Chicago launched an innovative new ride-sharing program today and the way it works is some guy stole my bike.
[at a bar]
CUTE GIRL: *grabs my arm* hey there
ME: *mouth full of food* did you know a lobster on a kabob is called a kablobster
Be nice to your children’s teachers. Especially elementary ones, cuz kids have loose lips and that teacher has all the dirt on you.
SEVEN DEADLY SINS
Lust
Gluttony
Greed
Sloth
Wrath
Envy
Calling me instead of just texting
Clicks “open”
Tries door
Clicks “open”
Tries door
Clicks “open”
Tries door
What the FU..
Wrong car
(I have a master’s degree)
Cross a mobster in the streets. Horse’s head in the sheets.

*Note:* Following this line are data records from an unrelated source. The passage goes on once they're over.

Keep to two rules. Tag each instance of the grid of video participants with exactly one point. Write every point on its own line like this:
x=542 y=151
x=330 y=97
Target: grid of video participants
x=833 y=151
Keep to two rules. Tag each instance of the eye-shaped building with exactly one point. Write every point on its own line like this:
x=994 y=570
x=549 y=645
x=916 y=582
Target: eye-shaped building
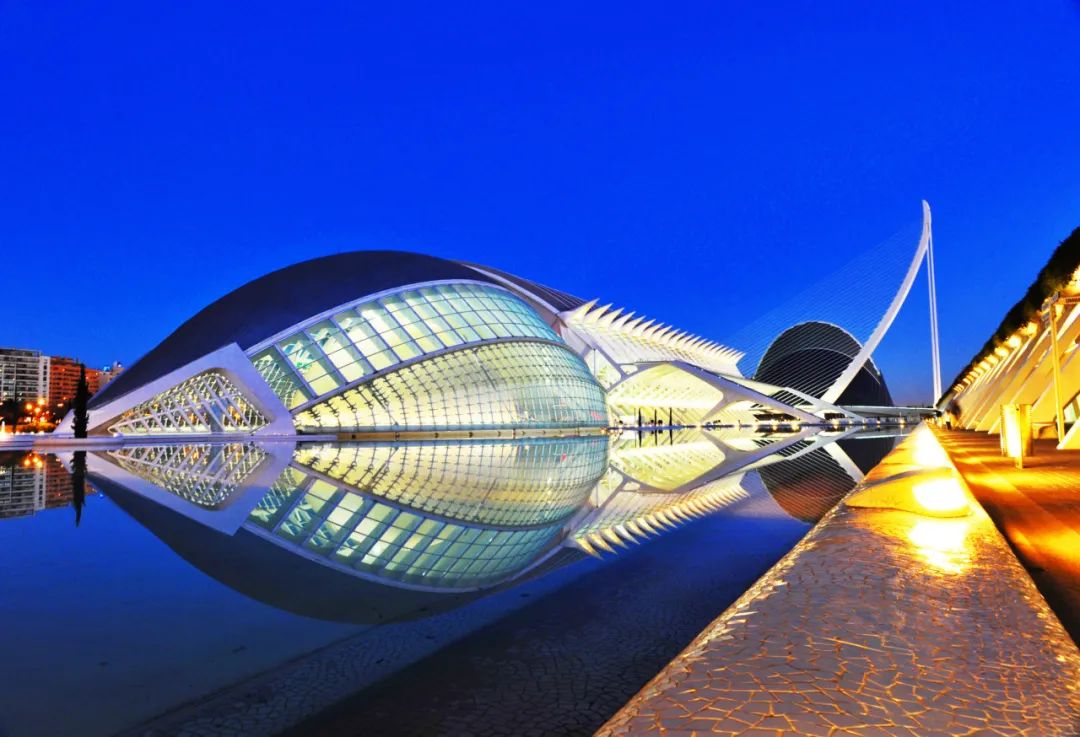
x=378 y=342
x=356 y=342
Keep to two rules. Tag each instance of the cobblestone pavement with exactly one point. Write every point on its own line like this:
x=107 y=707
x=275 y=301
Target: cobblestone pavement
x=1036 y=508
x=879 y=622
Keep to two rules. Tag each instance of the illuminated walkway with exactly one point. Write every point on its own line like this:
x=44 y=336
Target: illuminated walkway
x=1037 y=509
x=881 y=621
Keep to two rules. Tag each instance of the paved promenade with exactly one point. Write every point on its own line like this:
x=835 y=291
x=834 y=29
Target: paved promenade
x=881 y=621
x=1037 y=509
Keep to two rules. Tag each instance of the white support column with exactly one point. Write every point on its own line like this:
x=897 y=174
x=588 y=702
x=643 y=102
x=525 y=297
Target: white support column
x=841 y=383
x=935 y=358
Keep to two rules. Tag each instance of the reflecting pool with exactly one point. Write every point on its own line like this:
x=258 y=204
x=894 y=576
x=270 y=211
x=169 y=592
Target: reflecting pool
x=493 y=586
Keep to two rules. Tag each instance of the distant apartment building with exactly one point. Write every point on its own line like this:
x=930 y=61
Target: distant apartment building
x=24 y=374
x=64 y=380
x=110 y=373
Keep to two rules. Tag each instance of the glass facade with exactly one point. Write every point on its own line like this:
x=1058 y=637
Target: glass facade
x=207 y=402
x=381 y=538
x=518 y=384
x=204 y=474
x=377 y=334
x=488 y=482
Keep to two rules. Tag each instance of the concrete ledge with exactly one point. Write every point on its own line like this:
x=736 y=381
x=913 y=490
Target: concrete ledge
x=880 y=621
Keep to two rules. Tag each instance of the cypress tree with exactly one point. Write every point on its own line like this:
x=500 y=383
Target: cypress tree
x=81 y=397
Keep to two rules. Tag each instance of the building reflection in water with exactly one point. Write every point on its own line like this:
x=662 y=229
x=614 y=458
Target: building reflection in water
x=30 y=482
x=378 y=532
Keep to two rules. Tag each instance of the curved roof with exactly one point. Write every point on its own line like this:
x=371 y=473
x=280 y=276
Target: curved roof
x=272 y=303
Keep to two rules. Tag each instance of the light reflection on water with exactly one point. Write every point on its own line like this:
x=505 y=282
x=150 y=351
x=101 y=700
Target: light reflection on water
x=363 y=534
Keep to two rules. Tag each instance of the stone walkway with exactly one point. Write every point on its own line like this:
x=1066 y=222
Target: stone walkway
x=881 y=621
x=1037 y=509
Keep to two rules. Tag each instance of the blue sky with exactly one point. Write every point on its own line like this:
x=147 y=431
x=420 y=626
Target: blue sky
x=687 y=160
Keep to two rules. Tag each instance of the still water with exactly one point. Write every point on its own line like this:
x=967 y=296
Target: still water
x=455 y=587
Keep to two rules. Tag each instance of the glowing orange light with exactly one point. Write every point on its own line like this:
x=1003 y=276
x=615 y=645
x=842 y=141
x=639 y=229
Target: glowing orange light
x=941 y=495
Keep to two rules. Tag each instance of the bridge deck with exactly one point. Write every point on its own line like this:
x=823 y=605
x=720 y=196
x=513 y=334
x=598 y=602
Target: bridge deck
x=881 y=621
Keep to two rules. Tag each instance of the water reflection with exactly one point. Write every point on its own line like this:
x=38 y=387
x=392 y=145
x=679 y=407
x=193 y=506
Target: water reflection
x=31 y=482
x=377 y=532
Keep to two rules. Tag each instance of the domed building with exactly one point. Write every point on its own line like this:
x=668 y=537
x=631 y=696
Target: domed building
x=810 y=357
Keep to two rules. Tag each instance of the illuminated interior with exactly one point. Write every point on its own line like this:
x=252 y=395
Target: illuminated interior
x=512 y=385
x=205 y=403
x=488 y=482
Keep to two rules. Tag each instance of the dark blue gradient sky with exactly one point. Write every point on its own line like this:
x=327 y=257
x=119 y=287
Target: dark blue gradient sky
x=691 y=161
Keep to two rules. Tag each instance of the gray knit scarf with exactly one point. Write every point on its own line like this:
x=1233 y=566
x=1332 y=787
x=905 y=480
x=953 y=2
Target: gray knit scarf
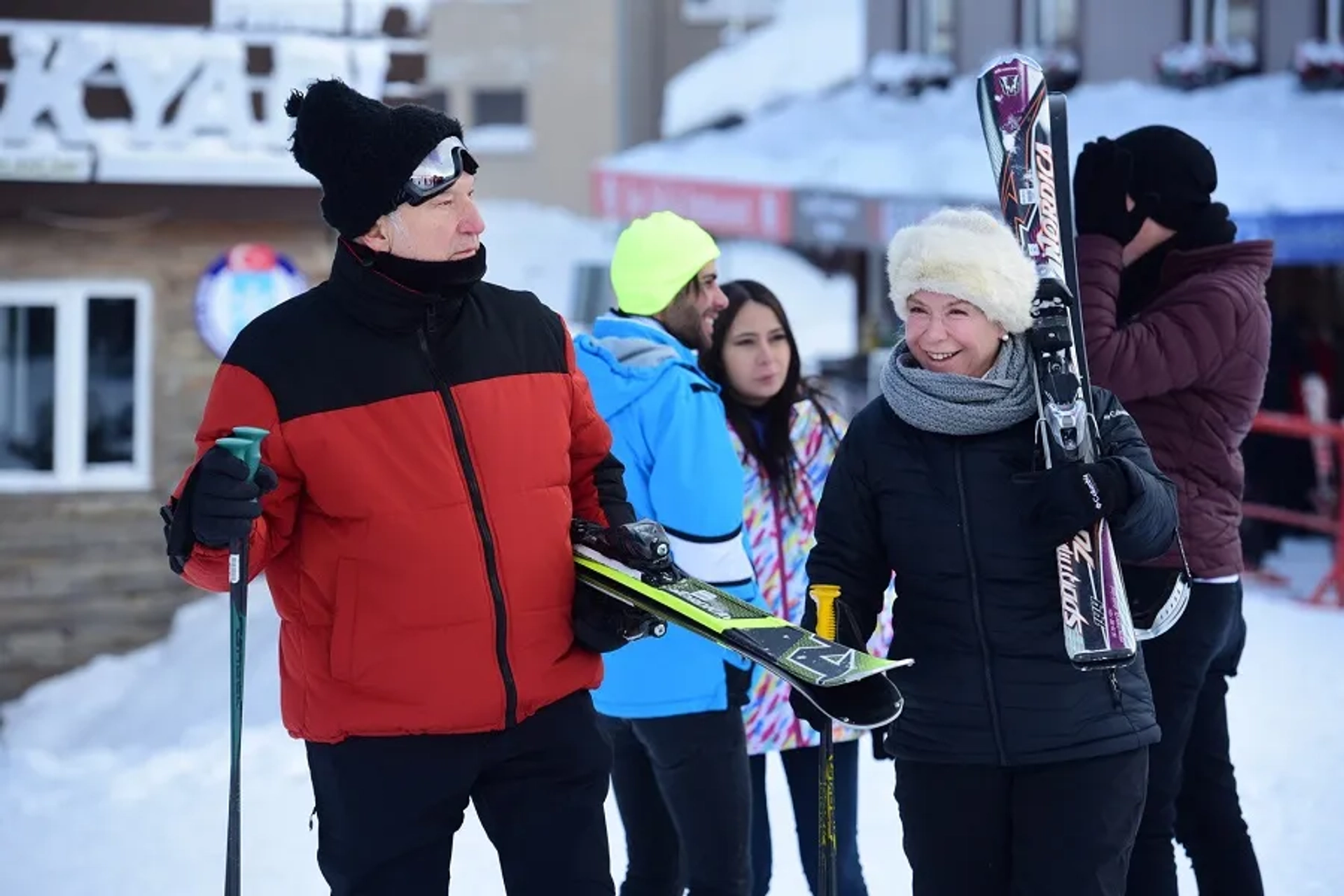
x=958 y=405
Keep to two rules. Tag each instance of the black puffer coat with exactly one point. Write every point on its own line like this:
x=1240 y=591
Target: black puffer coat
x=977 y=602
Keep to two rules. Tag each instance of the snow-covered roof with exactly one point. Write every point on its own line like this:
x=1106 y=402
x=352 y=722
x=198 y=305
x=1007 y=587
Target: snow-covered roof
x=46 y=133
x=321 y=16
x=766 y=66
x=1277 y=147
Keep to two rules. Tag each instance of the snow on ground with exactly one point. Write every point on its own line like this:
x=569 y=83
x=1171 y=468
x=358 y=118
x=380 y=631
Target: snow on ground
x=538 y=248
x=769 y=65
x=1276 y=146
x=113 y=778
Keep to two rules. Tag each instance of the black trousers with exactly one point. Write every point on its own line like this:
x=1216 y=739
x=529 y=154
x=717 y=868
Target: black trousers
x=1059 y=830
x=1193 y=789
x=685 y=794
x=387 y=808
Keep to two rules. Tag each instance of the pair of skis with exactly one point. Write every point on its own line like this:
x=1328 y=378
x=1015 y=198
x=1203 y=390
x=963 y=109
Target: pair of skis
x=846 y=684
x=1026 y=132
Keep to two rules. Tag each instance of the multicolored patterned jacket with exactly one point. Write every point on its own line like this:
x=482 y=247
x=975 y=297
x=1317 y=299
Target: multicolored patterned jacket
x=778 y=546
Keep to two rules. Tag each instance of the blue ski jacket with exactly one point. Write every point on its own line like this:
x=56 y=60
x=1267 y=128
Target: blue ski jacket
x=668 y=429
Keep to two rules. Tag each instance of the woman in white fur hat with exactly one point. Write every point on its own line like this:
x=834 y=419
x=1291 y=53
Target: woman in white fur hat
x=1015 y=771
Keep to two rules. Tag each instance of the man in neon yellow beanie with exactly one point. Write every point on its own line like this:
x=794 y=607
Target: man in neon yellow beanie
x=673 y=706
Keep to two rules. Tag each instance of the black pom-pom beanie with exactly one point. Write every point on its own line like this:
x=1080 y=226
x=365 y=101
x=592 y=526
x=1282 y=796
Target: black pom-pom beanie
x=360 y=150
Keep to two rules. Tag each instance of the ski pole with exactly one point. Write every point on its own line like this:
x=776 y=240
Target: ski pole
x=827 y=628
x=245 y=444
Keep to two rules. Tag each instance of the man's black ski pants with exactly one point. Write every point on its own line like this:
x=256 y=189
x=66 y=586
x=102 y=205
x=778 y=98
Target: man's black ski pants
x=387 y=808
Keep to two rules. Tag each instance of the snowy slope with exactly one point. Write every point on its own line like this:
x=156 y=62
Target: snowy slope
x=113 y=778
x=1277 y=148
x=806 y=48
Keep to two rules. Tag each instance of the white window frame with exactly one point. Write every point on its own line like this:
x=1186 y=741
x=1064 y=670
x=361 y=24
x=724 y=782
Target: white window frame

Lawyers are good at twisting words but not as good as drunk me when I’m explaining where I’ve been.
*Stands in wood & sets self on fire*
“OMG WHAT ARE YOU DOING?”
I want to look hot on tinder.
Relationship status:
Just kissed my cat and he got up and moved to the other end of the couch.
ME [suspicious my therapist’s a ghost] I keep having a dream about a wall
THERAPIST: Maybe u could walk me through it
ME [quietly] Holy shit
person i just met reaches out for hand shake
me, realizing my hand is embarrassingly cold: thanks but i know enough people
My kid told his preschool teacher that we have a dog (we don’t) and that our dogs name is barf (?) so no, I don’t trust anything out of a toddler’s mouth
Me: OMG! Those pics are awful! Why didn’t you use a filter?
Doctor: Ma’am, those are photos from your colonoscopy.
Me: And?
To apply for a job at Hooters do they hand you a bra and say, “Here, just fill this out.” ?
my friend thought his gf was cheating on him but it turned out she was going to a psychic to help her win the powerball and we both agree that’s way worse
Date: What do you do?
Me: I’m a cleptozoologist
Date: That’s interest…wait, what??
Me: *is already stealing lobsters from the tank*
*stands on scanner at self checkout, weighing self after keying in mango code, just to see what net worth is in mangoes
Me: Two fingers here.
Son: OK.
M: One in the other hole.
S: Got it.
M: Relax your wrist.
Wife: WHAT ARE YOU TEACHING HIM?
M: Bowling. Chill.
That walk of shame when you fail at throwing a ball of paper into the garbage.